Oracle: Partners Drove Half Of Our $1B Middleware Sales
Oracle's middleware revenue for its 2006 fiscal year, which ended May 31, topped the $1 billion mark, a first for the Redwood Shores, Calif.-based software giant, Phillips noted. Oracle reported that its middleware license revenue for the year jumped 35 percent.
However, Oracle doesn't break out its middleware revenue in its financial reports. Those sales are lumped with database revenue, which makes it difficult for analysts to gauge how Oracle's Fusion middleware products are selling against offerings from competitors like IBM and BEA Systems.
"We've caught BEA, after starting way back four years ago," Phillips said. "I would say BEA is almost in our rearview mirror at this point."
Oracle said partners are essential to its market-share push. The company reported that "nearly half" of its 2006 middleware revenue came from partners, and Phillips highlighted the growing ecosystem around Oracle's middleware stack. The software vendor said it now has 4,500 VARs and 4,780 ISVs focusing on its middleware.
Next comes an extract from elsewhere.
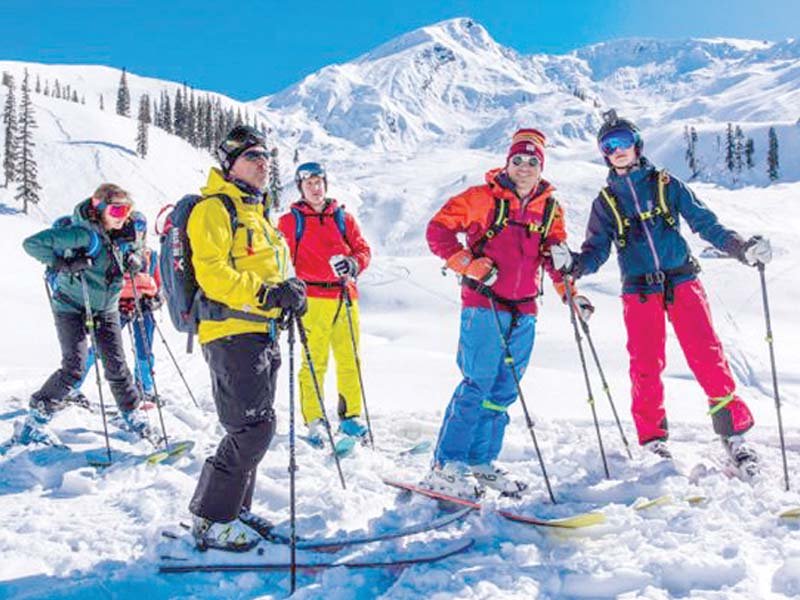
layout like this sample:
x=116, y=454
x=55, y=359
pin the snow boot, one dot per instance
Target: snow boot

Oracle's middleware push has prompted some internal reorganization. The company is doubling its staff of middleware specialists and creating a dedicated Fusion middleware sales force, a change from its earlier practice of giving its sales staff quotes for database and middleware sales, according to financial analyst Peter Goldmacher of Cowen and Co.
"We believe middleware considerations are increasingly important to IT buyers, and by aggressively setting the agenda with its middleware sales reps, Oracle can define the argument in its favor," Goldmacher wrote in a recent research note.
But not all on Wall Street are won over by Oracle's middleware evangelism. BEA is drawing applause from analysts for its ongoing product-line overhaul and from partners for its renewed focus on the channel.
"BEA, in particular, has made [the] channel a strategic focus for the company and in the past seven quarters has gone from 12 VAR partners to nearly 90," UBS analyst Heather Bellini said in a recent report on software channel trends. Though Oracle is doing well with its Fusion message, it continues to struggle with channel conflicts, particularly in the SMB market, Bellini wrote.